Tuesday 21 August 2012

swedish strawberry cake


 
Nothing says summer to me like a Swedish strawberry cake.  I have memories of picking strawberries with my mum, desperately searching in each row of the red jewels for the biggest strawberry I could find. I have to confess that a large percentage of the days pickings always landed in my tummy before weigh in, but the rest would end up in this wonderfully summery cake. This cake does not poses the pretty spender of its princess cake cousin but what it does do is deliver bags of flavour.  The best part is that you do not have to be a seasoned cake expert to make it, the more rustic and amateur the cake appears the more endearing and characteristic the cake will look. The desired appearance is shabby chic, and what is more chic than a cake devoted to Wimbledon’s favourite pairing, strawberries and cream.
For the cake:
4 eggs
300g Caster sugar
1 tsp. of vanilla extract
2 tbsp. Corn or potato flour
200g Plain flour
6 tbsp. hot water
1 tsp. baking powder
For the vanilla cream filling:
2 Egg yolks
2 tbsp.

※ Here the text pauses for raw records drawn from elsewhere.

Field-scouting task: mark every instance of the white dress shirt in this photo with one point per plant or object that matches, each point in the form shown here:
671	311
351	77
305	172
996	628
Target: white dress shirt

Corn or potato flour
1 vanilla pod split lengthways
300ml Double cream
2 tsp. Vanilla extract
3 tbsp. Caster sugar


In addition you will need two punnets of strawberries (roughly 800g)
A tin of peaches in juice (this is for a non- alcoholic version)
Or
150ml of amaretto liqueur, either one of these options are to moisten the sponge.

For the topping
300ml of double cream
2 tbsp. icing sugar
1 tsp. vanilla extract

Preheat the oven to 170 degrees and grease a 23cm cake tin and line with parchment paper to the base and sides.
Start with the cake sponge, combine the eggs, sugar and vanilla extract and whisk until the eggs double in volume and turn pale and fluffy. When you lift up the whisk, the mixture should leave a ribbon like trail. Sift the flours and baking powder together into the eggs and sugar, whisk until just combined and add the boiling water whilst whisking so that the eggs do not cook with the heat of the water.
Pour the batter into the tin and cook for 35-40 minutes, or until you can insert a metal skewer and it comes out clean.
Whilst the cake is cooking it’s time to make the vanilla cream.
Combine all of the ingredients into a cold pan (this is so that the eggs do not scramble, by introducing heat gradually will result in a smoother cream). Make sure that the vanilla pod is split length-ways and the vanilla seeds have been scraped out into the cream. On a low heat stir the ingredients with a whisk until the mixture is as thick as custard, this should take 5-10 minutes, do not let it boil. Sieve the cream into a bowl to remove any lumps and place in the fridge to cool.
When the cake sponge has cooled slice it into three layers, these will be quite thin but they are fairly robust. Slice one punnet of the strawberries into quarters. Take the bottom cake layer and place onto your desired cake platter. Drizzle the sponge layer with either the amaretto or the tinned peach juice, this depends on whether you want to be naughty or nice, this keeps the sponge moist Split the vanilla cream into two and spread the first layer with half, top this with half of the sliced strawberries. Top this with a second layer of sponge and repeat the process with the juice/amaretto, vanilla cream and strawberries. Drizzle the top layer of the sponge on both sides with your desired moistener. Place onto of the other two layers. Whisk the double cream, vanilla and icing sugar together for the topping, this should only reach soft peaks. Spread the cream over the final layer and decorate with the remaining half of the strawberries, I like to leave the stalks on the strawberries, I half some and keep some whole, this just adds to the rustic charm. To finish, dust the cake with icing sugar.